Saturday, March 28, 2009

Recoil

Late night blogging leads to maudlin posts...

The other day I was talking with someone. No big surprise, I'm kind of an "over-sharer," meaning I tend to speak a little too much about personal matters. I guess I feel a bit overwhelmed at times with my various roles as a father, a husband, a friend, even as an employee. I tell little stories about the strange things that happen to me, often cast in a humorous light. It's better to find the joke, I think. Real life, every one's life, is a little disturbing.

The friend I was talking to, a kind ear, was remarking very positively how they thought I was a good man. I'd taken on what I didn't have to. Others would have stepped aside, and I've thought about that a lot this weekend.

What I didn't say, but should have, is I'm not that great. I'm not that good. The sly, silent observers know this to be true.

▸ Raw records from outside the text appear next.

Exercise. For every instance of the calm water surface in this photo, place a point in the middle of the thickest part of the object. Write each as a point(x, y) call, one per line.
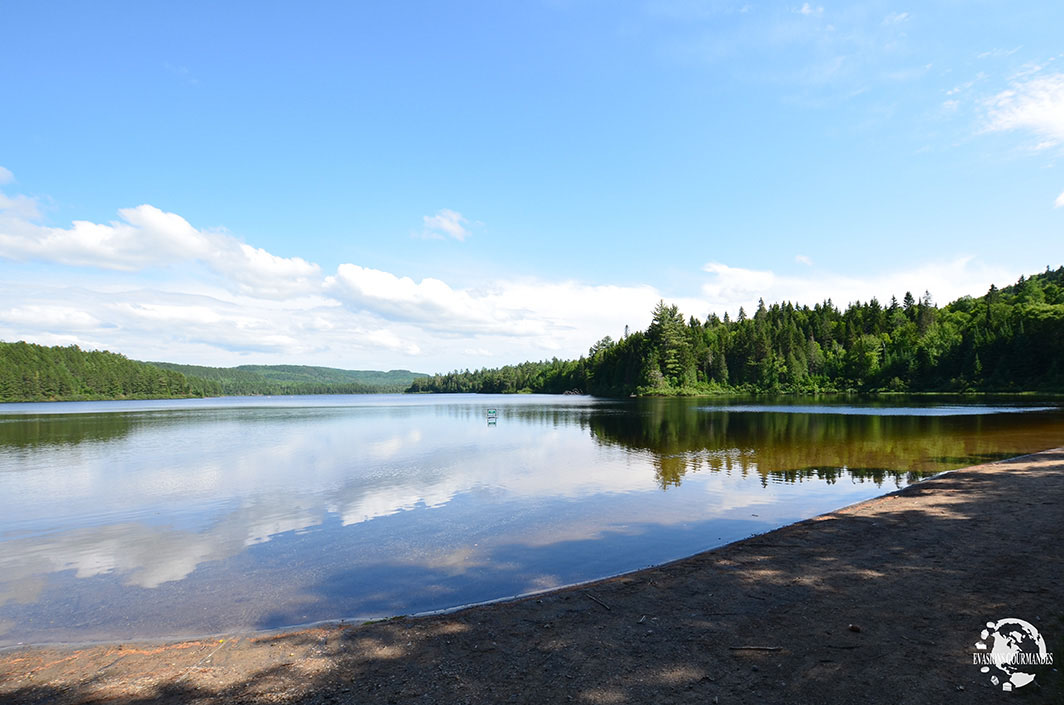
point(125, 520)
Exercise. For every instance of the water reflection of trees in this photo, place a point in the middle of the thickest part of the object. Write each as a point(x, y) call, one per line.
point(794, 447)
point(63, 429)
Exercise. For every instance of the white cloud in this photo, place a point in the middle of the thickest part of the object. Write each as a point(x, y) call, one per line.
point(176, 292)
point(145, 236)
point(1034, 105)
point(998, 53)
point(446, 222)
point(731, 287)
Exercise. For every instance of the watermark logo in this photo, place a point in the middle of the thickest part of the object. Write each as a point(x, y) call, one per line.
point(1009, 650)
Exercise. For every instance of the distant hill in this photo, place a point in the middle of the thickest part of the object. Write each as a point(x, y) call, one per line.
point(294, 379)
point(30, 372)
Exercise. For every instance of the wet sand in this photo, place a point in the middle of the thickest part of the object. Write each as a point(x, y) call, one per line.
point(881, 602)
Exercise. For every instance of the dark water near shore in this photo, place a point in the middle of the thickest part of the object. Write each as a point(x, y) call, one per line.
point(125, 520)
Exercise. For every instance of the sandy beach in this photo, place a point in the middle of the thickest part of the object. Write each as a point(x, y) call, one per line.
point(881, 602)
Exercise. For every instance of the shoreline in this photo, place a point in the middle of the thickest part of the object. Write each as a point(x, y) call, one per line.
point(916, 572)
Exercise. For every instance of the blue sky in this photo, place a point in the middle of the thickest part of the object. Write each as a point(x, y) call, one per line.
point(433, 185)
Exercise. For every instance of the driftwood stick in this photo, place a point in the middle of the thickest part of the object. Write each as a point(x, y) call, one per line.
point(755, 648)
point(597, 600)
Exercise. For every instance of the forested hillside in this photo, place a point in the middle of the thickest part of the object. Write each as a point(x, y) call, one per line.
point(32, 372)
point(295, 379)
point(1009, 339)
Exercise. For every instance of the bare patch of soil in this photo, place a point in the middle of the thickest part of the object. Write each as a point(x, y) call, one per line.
point(881, 602)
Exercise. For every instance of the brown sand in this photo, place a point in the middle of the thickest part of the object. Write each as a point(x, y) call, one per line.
point(916, 573)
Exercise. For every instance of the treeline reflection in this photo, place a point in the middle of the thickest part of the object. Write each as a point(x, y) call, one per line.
point(682, 438)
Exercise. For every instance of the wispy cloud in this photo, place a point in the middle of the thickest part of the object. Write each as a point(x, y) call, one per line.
point(730, 287)
point(1035, 105)
point(446, 223)
point(146, 236)
point(998, 53)
point(223, 301)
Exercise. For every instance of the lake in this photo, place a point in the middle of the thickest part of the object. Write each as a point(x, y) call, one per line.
point(139, 519)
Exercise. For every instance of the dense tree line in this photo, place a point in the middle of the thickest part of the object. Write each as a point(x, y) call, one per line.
point(1009, 339)
point(32, 372)
point(294, 380)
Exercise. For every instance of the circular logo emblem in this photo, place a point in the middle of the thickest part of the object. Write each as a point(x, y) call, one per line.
point(1009, 650)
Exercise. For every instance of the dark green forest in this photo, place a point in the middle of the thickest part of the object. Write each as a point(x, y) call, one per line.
point(1008, 340)
point(32, 372)
point(294, 380)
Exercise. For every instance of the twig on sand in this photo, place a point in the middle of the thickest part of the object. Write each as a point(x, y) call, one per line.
point(755, 648)
point(597, 600)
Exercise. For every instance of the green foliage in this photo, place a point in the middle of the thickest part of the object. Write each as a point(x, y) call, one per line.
point(294, 379)
point(1011, 339)
point(32, 372)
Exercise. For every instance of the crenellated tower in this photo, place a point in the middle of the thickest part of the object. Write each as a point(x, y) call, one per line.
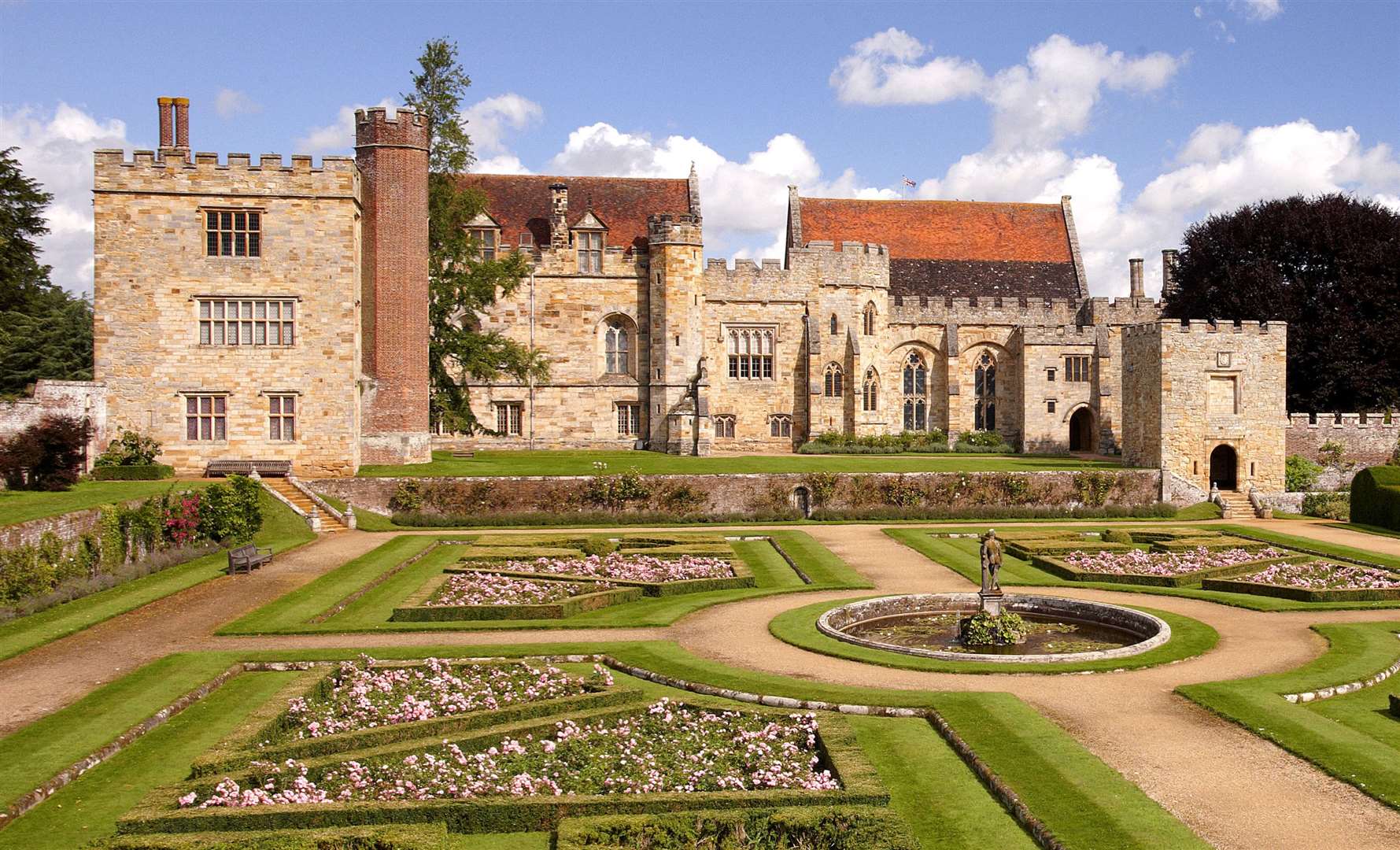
point(393, 154)
point(678, 379)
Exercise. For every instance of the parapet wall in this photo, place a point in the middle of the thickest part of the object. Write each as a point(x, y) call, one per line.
point(1367, 438)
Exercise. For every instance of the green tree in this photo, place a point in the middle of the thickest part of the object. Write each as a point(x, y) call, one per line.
point(44, 331)
point(462, 285)
point(1330, 268)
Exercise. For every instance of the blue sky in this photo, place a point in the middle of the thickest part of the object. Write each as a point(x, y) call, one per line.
point(1148, 114)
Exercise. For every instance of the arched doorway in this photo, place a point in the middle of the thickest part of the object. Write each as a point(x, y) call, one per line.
point(1224, 463)
point(1081, 431)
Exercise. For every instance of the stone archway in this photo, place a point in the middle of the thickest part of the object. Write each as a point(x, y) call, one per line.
point(1081, 431)
point(1224, 468)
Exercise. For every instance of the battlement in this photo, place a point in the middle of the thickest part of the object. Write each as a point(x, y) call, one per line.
point(375, 128)
point(205, 161)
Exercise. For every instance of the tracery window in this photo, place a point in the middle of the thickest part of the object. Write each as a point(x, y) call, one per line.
point(916, 393)
point(870, 391)
point(832, 382)
point(751, 353)
point(616, 348)
point(984, 393)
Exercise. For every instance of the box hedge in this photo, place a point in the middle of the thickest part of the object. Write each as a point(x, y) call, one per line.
point(1375, 497)
point(143, 472)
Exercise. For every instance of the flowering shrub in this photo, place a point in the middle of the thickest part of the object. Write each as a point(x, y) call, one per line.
point(670, 748)
point(629, 567)
point(490, 589)
point(1137, 562)
point(363, 697)
point(1326, 576)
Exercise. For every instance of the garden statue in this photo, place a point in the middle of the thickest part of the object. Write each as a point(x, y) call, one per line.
point(990, 562)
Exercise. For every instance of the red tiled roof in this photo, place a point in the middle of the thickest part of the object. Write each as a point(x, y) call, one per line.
point(958, 230)
point(519, 202)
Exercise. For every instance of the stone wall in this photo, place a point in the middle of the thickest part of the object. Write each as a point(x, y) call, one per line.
point(1367, 443)
point(75, 399)
point(765, 492)
point(152, 271)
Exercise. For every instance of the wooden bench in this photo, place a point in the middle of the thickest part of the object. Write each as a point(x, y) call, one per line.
point(246, 559)
point(265, 468)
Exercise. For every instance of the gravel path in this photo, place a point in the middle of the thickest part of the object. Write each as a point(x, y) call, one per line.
point(1229, 786)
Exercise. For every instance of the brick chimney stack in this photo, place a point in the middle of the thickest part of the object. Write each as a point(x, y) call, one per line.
point(559, 216)
point(1168, 273)
point(183, 124)
point(164, 105)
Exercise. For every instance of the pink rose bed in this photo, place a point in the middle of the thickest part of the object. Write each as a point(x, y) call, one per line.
point(668, 748)
point(629, 567)
point(366, 697)
point(490, 589)
point(1326, 576)
point(1164, 564)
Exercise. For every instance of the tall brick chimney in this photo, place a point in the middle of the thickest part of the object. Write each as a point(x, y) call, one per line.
point(163, 105)
point(1168, 273)
point(559, 216)
point(181, 124)
point(393, 154)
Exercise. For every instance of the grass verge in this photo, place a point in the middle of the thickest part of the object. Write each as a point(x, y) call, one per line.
point(1349, 737)
point(1191, 638)
point(282, 530)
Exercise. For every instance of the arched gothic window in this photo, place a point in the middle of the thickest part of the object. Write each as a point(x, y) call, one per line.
point(984, 393)
point(618, 348)
point(916, 393)
point(832, 386)
point(870, 391)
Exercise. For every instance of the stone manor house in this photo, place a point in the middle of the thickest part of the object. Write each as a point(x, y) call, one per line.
point(269, 310)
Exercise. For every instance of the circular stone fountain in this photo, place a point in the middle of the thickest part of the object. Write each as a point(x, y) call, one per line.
point(1062, 629)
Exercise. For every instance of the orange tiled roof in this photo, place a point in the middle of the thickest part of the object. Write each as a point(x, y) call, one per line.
point(519, 203)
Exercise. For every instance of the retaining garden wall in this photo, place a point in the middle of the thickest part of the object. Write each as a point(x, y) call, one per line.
point(762, 492)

The truth is I'm better with the people I've chosen in my life than without. This was accidental. I didn't choose to be a parent or a husband again because I thought it would make a better me. I didn't think of it that way. My improvements, and I think I've grown, are because of the people I've chosen to spend my days and nights with. Certainly, I didn't expect some of the weirdness or the conflict, but there have been good things, too. A lot of them.

No matter what else, I have always gotten the better end of the deal.